Financial Wellness is the capacity to plan and manage income and expenditures. When someone is struggling financially it can affect their physical, emotional and spiritual health. The stress from financial worries can affect your academic performance, interpersonal relationships and your job.
Financial Wellness encompasses the skills of:
Managing a monthly budget
Understanding loans, interest, payment obligations, and credit cards
Understanding the financial impact of one's decisions
Signs of Financial Wellness:
Learning how to manage money and establishing a personal budget
Setting realistic goals and living within your means
Not getting into credit card debt
Thinking long term and saving for the future
Strategies to Enhance Financial Wellness
By learning how to balance the money you have with the money you owe, you can achieve financial wellness. Here are some tips:
Set goals for yourself when it comes to saving and paying debt
Develop an annual budget and use it wisely. The ideal budget is one that allows you to pay off your debt while saving for emergencies and indulging in the occasional treat
Use your debit card or cash rather than a credit card for making purchases
Borrow only what you need. Banks will be more than happy to increase the limits on your credit line or credit card. Unless you really need to increase your limit, keep it as low as possible.
Be aware of overdraft fees or late fees
Pay bills on time, every month
Recognize bad habits. Be conscious of, and avoid shopping to relieve stress or boredom. Also, try not to make impulse purchases
Review your progress. Every 6 months, look at your debt and savings.
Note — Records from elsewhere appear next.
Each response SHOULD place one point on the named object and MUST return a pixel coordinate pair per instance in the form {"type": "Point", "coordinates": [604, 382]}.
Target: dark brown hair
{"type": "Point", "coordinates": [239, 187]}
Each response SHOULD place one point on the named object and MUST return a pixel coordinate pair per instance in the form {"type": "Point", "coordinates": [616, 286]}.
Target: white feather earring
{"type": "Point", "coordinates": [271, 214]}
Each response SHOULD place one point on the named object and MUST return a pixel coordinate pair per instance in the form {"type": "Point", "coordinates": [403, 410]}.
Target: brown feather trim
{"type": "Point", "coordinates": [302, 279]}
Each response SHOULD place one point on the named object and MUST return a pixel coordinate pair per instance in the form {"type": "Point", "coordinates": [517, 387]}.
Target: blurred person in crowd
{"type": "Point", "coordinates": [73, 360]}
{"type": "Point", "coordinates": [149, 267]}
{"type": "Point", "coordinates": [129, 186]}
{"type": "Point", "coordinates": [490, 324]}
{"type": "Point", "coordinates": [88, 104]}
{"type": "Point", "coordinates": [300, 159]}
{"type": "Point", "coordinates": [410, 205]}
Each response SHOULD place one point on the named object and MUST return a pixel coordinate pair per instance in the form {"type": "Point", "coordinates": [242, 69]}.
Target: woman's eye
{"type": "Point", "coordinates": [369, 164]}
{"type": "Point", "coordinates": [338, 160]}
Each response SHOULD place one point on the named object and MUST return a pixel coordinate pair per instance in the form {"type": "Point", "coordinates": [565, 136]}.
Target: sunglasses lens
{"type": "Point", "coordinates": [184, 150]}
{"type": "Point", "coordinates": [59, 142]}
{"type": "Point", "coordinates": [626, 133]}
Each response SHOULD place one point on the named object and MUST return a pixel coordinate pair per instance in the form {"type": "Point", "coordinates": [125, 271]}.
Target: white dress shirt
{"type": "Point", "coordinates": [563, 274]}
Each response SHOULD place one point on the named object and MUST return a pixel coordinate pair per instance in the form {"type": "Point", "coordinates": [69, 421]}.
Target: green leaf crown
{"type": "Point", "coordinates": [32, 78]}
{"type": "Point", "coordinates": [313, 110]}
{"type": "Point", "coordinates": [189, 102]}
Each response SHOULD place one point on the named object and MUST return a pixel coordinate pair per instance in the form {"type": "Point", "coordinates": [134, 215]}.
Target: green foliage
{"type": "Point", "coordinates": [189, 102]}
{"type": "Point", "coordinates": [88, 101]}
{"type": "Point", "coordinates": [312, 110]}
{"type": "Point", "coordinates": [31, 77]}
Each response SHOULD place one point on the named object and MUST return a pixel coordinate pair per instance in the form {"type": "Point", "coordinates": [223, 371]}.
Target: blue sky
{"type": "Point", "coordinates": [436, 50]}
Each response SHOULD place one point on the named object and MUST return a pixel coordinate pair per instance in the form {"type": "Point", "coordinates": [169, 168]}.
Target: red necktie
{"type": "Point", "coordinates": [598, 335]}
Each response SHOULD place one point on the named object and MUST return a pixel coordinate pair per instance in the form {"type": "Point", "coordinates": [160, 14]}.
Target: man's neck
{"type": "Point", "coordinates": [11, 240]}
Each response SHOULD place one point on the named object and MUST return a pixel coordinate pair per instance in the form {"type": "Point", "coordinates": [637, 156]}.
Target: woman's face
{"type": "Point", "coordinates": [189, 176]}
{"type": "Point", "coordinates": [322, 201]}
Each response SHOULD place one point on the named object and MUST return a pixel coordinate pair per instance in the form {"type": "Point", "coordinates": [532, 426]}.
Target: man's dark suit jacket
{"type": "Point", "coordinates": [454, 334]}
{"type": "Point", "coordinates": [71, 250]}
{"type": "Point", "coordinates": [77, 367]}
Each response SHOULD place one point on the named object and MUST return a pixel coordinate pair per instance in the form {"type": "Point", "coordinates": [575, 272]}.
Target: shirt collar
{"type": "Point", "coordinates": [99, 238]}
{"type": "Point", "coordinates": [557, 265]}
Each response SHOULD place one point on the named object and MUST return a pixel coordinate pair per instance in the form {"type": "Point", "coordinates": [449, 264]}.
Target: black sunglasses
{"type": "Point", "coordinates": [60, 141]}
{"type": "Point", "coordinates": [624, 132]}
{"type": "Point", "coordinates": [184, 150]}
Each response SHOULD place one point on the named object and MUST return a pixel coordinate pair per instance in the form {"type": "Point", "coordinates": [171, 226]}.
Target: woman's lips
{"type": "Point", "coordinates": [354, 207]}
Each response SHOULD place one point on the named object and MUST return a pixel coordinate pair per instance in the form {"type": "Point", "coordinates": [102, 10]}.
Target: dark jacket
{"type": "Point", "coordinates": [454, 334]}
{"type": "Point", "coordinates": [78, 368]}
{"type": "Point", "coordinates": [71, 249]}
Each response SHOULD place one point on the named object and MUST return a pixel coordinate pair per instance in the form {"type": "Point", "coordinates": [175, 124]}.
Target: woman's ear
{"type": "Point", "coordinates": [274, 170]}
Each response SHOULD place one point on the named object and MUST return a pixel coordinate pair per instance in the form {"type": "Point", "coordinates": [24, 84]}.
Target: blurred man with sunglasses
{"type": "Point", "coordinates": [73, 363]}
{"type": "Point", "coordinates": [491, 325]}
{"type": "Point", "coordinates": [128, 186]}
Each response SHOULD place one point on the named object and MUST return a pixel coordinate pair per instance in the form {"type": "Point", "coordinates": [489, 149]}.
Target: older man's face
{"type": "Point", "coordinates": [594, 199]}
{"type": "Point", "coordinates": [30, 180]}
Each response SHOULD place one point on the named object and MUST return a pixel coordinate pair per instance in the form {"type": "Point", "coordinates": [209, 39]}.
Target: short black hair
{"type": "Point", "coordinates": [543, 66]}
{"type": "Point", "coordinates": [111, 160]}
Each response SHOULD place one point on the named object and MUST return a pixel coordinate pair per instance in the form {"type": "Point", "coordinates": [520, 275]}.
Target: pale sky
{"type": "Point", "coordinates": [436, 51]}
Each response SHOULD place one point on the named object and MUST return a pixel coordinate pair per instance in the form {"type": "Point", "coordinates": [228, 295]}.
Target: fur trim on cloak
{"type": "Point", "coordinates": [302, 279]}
Reassess your plans and goals
Know what to do if you get into trouble (e.g. talk to a financial counselor etc.)
Practical Tips for Saving Money
Eat nutritiously on a budget by taking your lunch, snacks and drinks with you to school.
Vegetables & fruit can be expensive (especially in the winter). Remember that canned and frozen options are nutritious alternatives.
Cut grocery costs by comparing labels. Certain brands may cost as much as double the store brand for an almost identical item.
Don’t be embarrassed to use coupons - every dollar counts.
Take advantage of all student discounts. Carrying your student ID with you at all times is a good idea. Many retailers have reduced rates for students (e.g. 10% off at Loblaws on Tuesdays). For more student discounts click here.
Exercise on a budget by playing outdoor sports with friends or simply going for a walk.
Buy used items and save money on everything from textbooks to clothing to furniture. Check out local garage/yard sales and advertisements for free or cheap items on websites such Kijiji.
Live with roommates. Sharing rent and utilities is a big help financially.
Find local free or cheap events to attend. Look for postings on bulletin boards in the UCC and find information about events in newspapers or online.
Engage in low-cost activities like hiking, biking, potluck dinners, movie or games nights at home.
Use phone cards and/or Skype/Facetime to communicate with friends and family back home
Have a clothing swap with friends. Gather clothes that no longer fit or that you haven’t worn in a while and get your friends together to trade items. (You can do the same for household items and books.)
Watch movies on campus – tickets are less than local theatres.
Sell things you don’t use anymore. Have a video game, book, or piece of clothing that's in good shape that you never use any more? Consider selling it on Kijiji.
Keep a change jar for your coins. Check your purse and pockets for coins at the end of every day, and when the jar is full, go down to a bank or change machine. In the meantime, that jar of change can be for emergency bus fare or other small expenses.
Track your spending. Keep a spending diary for a couple of weeks and write down everything you buy (including coffee, magazines, etc.) See how much you’ve spent and consider how you could better manage your cash flow. It’s amazing how the little expenses add up!